THE abolition of a service which collects householders' junk every three years will lead to a rise in illegal dumping, it has been claimed.

Dublin City Council's free service meant that families could leave unwanted items such as old beds, radios and appliances onto the side of the street for collection.

Cllr Deirdre Heney (FF) says the system was originally introduced to stop fly-tipping around secluded city areas, and to prevent people from using dangerous appliances on Halloween bonfires.

"We're going to have serious problems coming up to Halloween. There's so much material for people to use on bonfires. Things are tight and people will want to save money and they'll just throw them on the fire.

"I think we'll regret it in the longer term."

Dublin City Council says it was unique in providing the service to all its householders, and it was discontinued in 2009 for budgetary reasons.

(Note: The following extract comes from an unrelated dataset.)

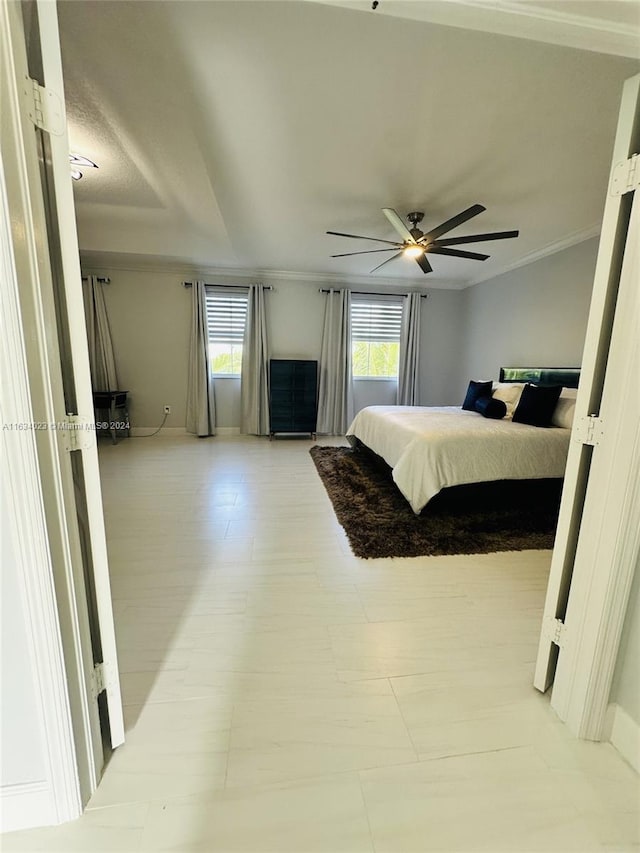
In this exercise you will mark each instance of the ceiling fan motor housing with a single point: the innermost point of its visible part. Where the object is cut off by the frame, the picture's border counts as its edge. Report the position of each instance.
(415, 218)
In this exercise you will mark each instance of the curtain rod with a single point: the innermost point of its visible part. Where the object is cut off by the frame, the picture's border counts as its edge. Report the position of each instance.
(370, 293)
(235, 286)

However, Cllr Heney said: "I think there'll be repercussions for fly tipping, and [people will be] filling their van or car and driving along and dumping it."



INUNDATED

"It seems logical that Dublin City Council will now end up collecting it around the city. It's certainly not environmentally friendly."

The collection operated from April to October each year, and rubbish was collected from different areas in the city every three years.

Last summer, councillors were inundated with queries on when the junk collection was going ahead, according Cllr Heney, who said the scheme was designed to prevent fly tipping and decreased the amount of materials which householders gave to youngsters to put on bonfires.

A City Council spokesperson said: "Householders can still avail of a collection service at commercial rates either from the City Council or from permitted waste collectors."

The council secured 70 convictions in relation to illegal waste dumping last year, and Cllr Heney insists the problem will worsen this year when coupled with bin charges.

Householders who have been entitled to waivers on their bin charges since 2001 now have to pay €6 for the large grey bin, €3.60 for the smaller grey bin and €2 for the "brown" organic waste bin each time they are collected.